Good news you have its corresponding public key in a file.
Bad news there are 49 other keys.
Whos is the Fighter.

###PL
[ENG](#eng-version)

Dostajemy szyfrowany [plik](warrior.txt) oraz zbiór [kluczy publicznych](all_keys.txt).
Plik został zaszyfrowany przy pomocy klucza prywatnego RSA (dość dziwny pomysł, ale matematycznie zupełnie poprawny) a jeden z kluczy publicznych którymi dysponujemy pasuje do tego klucza prywatnego.

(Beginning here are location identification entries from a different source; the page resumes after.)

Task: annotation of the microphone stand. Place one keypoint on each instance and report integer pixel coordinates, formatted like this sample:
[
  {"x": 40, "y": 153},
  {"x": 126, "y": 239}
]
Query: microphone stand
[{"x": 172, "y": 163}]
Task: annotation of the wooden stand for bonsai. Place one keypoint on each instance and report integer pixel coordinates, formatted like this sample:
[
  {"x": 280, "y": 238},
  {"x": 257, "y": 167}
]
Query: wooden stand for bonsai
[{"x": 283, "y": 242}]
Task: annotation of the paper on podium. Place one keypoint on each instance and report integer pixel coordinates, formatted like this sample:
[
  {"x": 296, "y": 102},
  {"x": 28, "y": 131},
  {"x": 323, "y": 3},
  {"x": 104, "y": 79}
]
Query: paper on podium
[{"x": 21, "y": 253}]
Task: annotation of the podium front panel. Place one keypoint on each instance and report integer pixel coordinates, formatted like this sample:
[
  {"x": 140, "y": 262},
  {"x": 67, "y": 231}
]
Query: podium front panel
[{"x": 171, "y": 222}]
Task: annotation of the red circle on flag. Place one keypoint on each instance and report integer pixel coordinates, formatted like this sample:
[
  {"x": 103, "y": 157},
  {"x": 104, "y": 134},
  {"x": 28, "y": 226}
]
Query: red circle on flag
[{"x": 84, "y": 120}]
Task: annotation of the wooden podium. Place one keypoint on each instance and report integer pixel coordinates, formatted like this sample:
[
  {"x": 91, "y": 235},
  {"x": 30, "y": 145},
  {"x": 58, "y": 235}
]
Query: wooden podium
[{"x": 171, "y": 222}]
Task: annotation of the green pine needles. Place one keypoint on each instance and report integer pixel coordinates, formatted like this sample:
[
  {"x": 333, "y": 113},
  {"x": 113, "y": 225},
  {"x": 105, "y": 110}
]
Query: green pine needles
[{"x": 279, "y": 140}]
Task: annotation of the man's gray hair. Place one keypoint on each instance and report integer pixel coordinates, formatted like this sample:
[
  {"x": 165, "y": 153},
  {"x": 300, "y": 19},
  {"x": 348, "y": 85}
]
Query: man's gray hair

W przypadku RSA parametry kluczy są dobrane tak, aby:

`d*e = 1 mod (totient(n))`

ponieważ dzięki temu

`(x^e)^d mod n = x^ed mod n = m`

Jak nie trudno zauważyć, nie ma więc znaczenia czy jak w klasycznym przypadku mamy:

`ciphertext = plaintext^e mod n`

i dekodujemy go przez podniesienie do potęgi `d` czy też mamy:

`ciphertext = plaintext^d mod n`

i dekoduejmy go przez podniesienie do potęgi `e`.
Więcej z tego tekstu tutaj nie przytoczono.